Priscilla Hwang has always been a storyteller.

The first thing she ever said was a question. Her parents tell her fondly that she first said a Korean phrase, which loosely translated to “What is that?”

Hwang laughs as she brings up the memory. Now a Masters of journalism student at Carleton, the curiosity and passion she had as a child still drives her. However, she’s shifted focus—Hwang now prefers to pursue the stories of people in crisis.

“The Syrian crisis has been something on my heart for a long time,” she said. “I felt a tug telling me to do something, but I didn’t know what.”

This empathy drove her to live in refugee camps along the Lebanese border to teach these children English. Since 2010, Syria has been divided over the results of a civil war, forcing thousands of people to leave their homes and live in the overcrowded camps.

At first, Hwang said she was shocked when she entered the refugee camps.

“[The camps] were dirty, dusty, and dull,” she explained. “As a Westerner coming through for the first time I thought, ‘how could people live here?’”

It didn’t take long for her to find the answer to that question after a long night staring up at the Lebanese stars.

Over time, Hwang said the children started to confide in her.

She said she was particularly stricken by 13-year-old Omran’s story.

“During recess, we would be talking and laughing and all of the sudden his past would come up,” she said.

“He would start acting it out and saying ‘Oh, a bullet just whizzed past my ear!’ Just seconds later he would continue making jokes,” Hwang said.

Despite the hardship on refugees during the civil war, Hwang said there is hope in the air and eyes of the refugees in these camps.

“The conditions are horrible, but when you’re with people you love, it’s manageable,” she said.

“I was just lying there underneath all these stars with these people I have come to know. Dust is blowing everywhere. There are mosquitoes on my face. But I remember thinking ‘I could live here’,” she said.

All of these emotions left Hwang with a desire to change the way people are seeing the refugee crisis through the media.

“We see their pictures in the news all the time,” she reflected.

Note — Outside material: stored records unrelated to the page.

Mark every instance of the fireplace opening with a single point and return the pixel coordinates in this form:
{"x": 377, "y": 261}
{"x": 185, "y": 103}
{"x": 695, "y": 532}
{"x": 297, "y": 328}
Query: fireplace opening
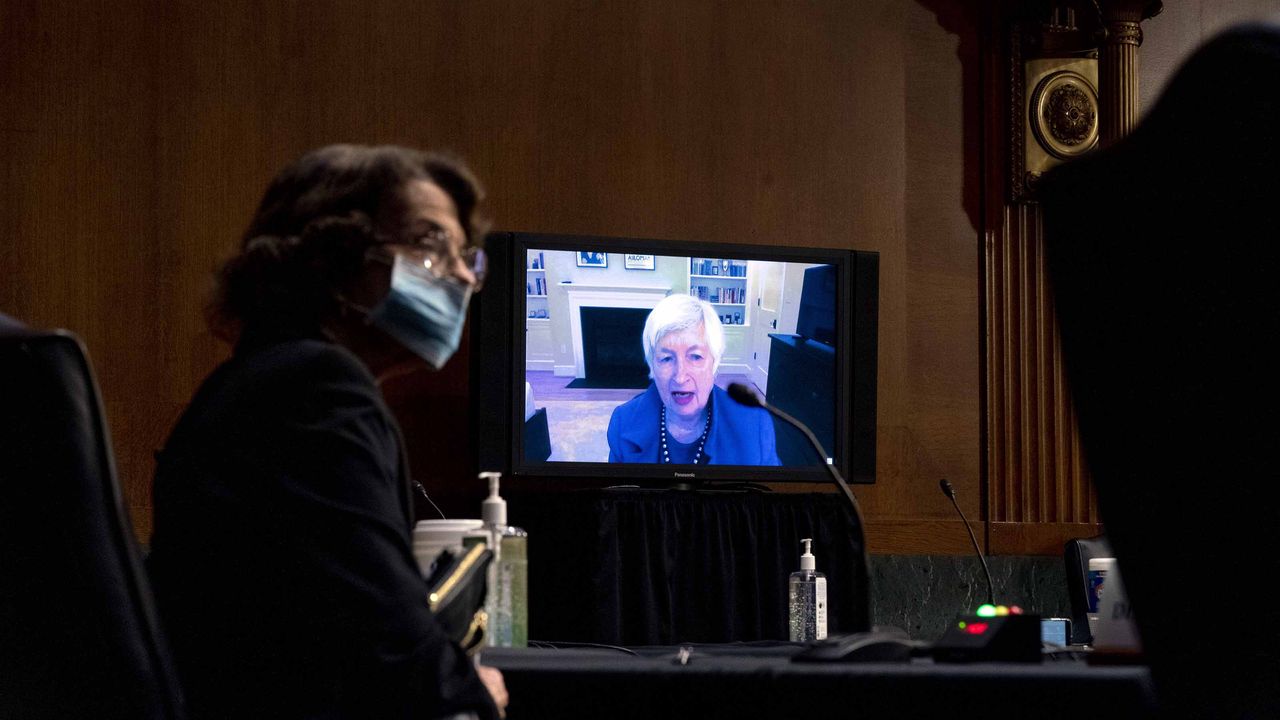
{"x": 612, "y": 351}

That’s why Hwang is hoping Canadians will see a new side of the crisis through her work. “It’s not 4000 or 10 million being affected by this crisis—it’s every one by one individual.”

Hwang has no plans to stop telling stories.

“Little stories have so much impact,” she concluded. “All I can do is share my experiences with others.”

Hwang said she has no idea what stories will tug on her heart next, and that all she knows is there are plenty more stories for her to discover.